Béatrice MOLLE-HARAN

Bertha Gaztelumendi : Il faut briser les cercles du silence, faire respecter ses droits et se défendre

Une architecte, une professeure d’université, une femme de ménage, une secrétaire, une professeure d’espagnol, une auxilliaire de vie, une étudiante, une bénévole… Ce sont les protagonistes du documentaire “Volar”, réalisé par Bertha Gaztelumendi, qui sera projeté ce samedi 25 novembre à 11 heures au cinéma Les Variétés d’Hendaye, dans le cadre de la Journée internationale pour l’élimination de la violence à l’égard des femmes. Le trait commun de ces femmes est qu’elles sont des survivantes. Toutes ont subi dans leur intimité des violences allant de la maltraitance au viol de la part de leur mari ou de leur compagnon. Violence basée sur le genre au cœur du débat.

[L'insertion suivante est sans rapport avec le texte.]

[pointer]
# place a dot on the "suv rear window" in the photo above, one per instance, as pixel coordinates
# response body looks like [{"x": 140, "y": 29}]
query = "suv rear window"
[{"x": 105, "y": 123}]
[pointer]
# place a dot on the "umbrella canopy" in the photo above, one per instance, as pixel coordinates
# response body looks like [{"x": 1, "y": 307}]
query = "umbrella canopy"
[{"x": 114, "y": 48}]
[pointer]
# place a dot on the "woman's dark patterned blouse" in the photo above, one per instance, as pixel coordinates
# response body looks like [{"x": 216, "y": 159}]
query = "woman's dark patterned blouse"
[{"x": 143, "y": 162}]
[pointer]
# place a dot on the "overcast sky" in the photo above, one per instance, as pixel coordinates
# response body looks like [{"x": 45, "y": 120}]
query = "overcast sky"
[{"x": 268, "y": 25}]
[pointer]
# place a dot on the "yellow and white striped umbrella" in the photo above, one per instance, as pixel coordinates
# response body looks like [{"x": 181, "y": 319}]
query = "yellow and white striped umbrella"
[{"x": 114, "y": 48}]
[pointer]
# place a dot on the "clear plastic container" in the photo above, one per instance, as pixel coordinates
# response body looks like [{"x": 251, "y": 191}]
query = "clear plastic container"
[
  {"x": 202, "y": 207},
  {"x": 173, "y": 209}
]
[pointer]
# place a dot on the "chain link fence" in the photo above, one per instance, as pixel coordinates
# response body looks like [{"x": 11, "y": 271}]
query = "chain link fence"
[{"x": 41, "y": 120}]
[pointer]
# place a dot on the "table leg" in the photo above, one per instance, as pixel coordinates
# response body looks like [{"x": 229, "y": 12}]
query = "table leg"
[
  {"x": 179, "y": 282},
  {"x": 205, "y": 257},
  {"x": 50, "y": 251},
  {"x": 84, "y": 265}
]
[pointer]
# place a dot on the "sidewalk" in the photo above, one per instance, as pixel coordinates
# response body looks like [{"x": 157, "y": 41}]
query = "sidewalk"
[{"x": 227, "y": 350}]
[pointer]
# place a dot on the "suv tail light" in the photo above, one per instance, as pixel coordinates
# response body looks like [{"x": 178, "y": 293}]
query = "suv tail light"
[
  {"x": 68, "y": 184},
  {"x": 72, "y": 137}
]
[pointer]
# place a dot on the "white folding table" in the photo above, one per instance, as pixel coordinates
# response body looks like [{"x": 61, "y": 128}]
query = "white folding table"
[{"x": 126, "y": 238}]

Bertha Gaztelumendi explique la genèse de ce documentaire qui a été diffusé pour la première fois au festival de cinéma de Donostia en septembre dernier. Elle est aujourd’hui chercheuse au département de Droits humains et pouvoirs publics à l’Université du Pays Basque, après avoir été journaliste pendant 25 ans, notamment à EITB.

Quel est le fil conducteur de ce documentaire ?

Bertha Gaztelumendi : Ces neuf femmes sont des survivantes et ont réussi à se sortir du cercle infernal de la violence faite aux femmes. Elles n’ont pas été choisies, elles sont volontaires et le documentaire est une commande d’Emakunde (Institut de la femme dépendant du gouvernement basque). Au départ, l’idée était de se dire comment transmettre à la société ce que nous avons vécu. Comment concrètement le relayer : article de presse, radio, télé, et nous avons choisi le documentaire. Nous avons beaucoup travaillé en amont et il faut souligner leur force et leur énergie dans ce long processus de réparation. Car ce n’est pas facile de raconter ce qui se passe dans son espace intime, dans sa famille.

Comment s’est déroulé le tournage ?

B. G. : Ces neuf femmes ont partagé un week-end à la campagne, loin de leurs activités quotidiennes et ont narré leur quotidien antérieur rythmé par la violence dont elles ont souffert. Elles metttent à disposition du public leur expérience afin de donner un sens à cette expérience de vie. Et aider celles qui en souffrent.

L’idée est aussi que ce fléau touche toutes les classes sociales, il n’y a pas de profil type ?

B. G. : Absolument. La violence basée sur le genre peut toucher tout le monde. Cela n’a rien à voir avec les classes sociales, l’origine de chacun. C’est une réalité très crue et il faut briser ces cercles de silence. Les lois votées ces dernières années améliorent les choses mais cela n’est pas suffisant, car ceux qui ont le pouvoir, en général les hommes, l’exercent. Nous vivons toujours dans une société machiste. Et ce qui se passe dans l’intimité est forcément difficile à prouver. C’est parole contre parole. Il faut beaucoup de détermination et de force mais il faut utiliser tous les recours possibles. Et dans ce domaine les associations de femmes et l’appui de la société civile ont un rôle majeur.

Dans l’Etat français et dans nombre de pays, la parole des femmes se libère concernant notamment le harcèlement. D’aucuns critiquent que l’on jette en pâture des noms sans qu’il y ait un jugement. Qu’en pensez-vous ?

B. G. : Comme préalable, il faut bien évidemment respecter la présomption d’innocence. Je pense que c’est un mouvement de libération de la parole très large dans la société et vu le rapport de force et de domination toujours existant, on ne peut mettre en doute la parole des femmes. Car, lorsque l’on parle, c’est toujours la femme qui passe “forcément” pour une folle et qui doit assumer tout cela, mais les choses bougent. Dans ce documentaire, on voit le cheminement de ces femmes. Ce sont des femmes qui s’en sont sorties et qui ont appris à se faire respecter, à se défendre. Et à prendre soin d’elles.

Quel est le rôle de l’éducation ?

B. G. : C’est fondamental, c’est l’apprentissage des droits humains. L’éducation donnée aux filles et aux garçons permet de lutter contre les stéréotypes. Elle n’est toujours pas égalitaire. De plus, une éducation égalitaire peut être mise à bas par des programmes de télévision ou par l’environnement qui possède ses propres codes. Le documentaire termine par un feu où l’on brûle tout le mauvais pour revivre une vie que d’autres ont voulu briser.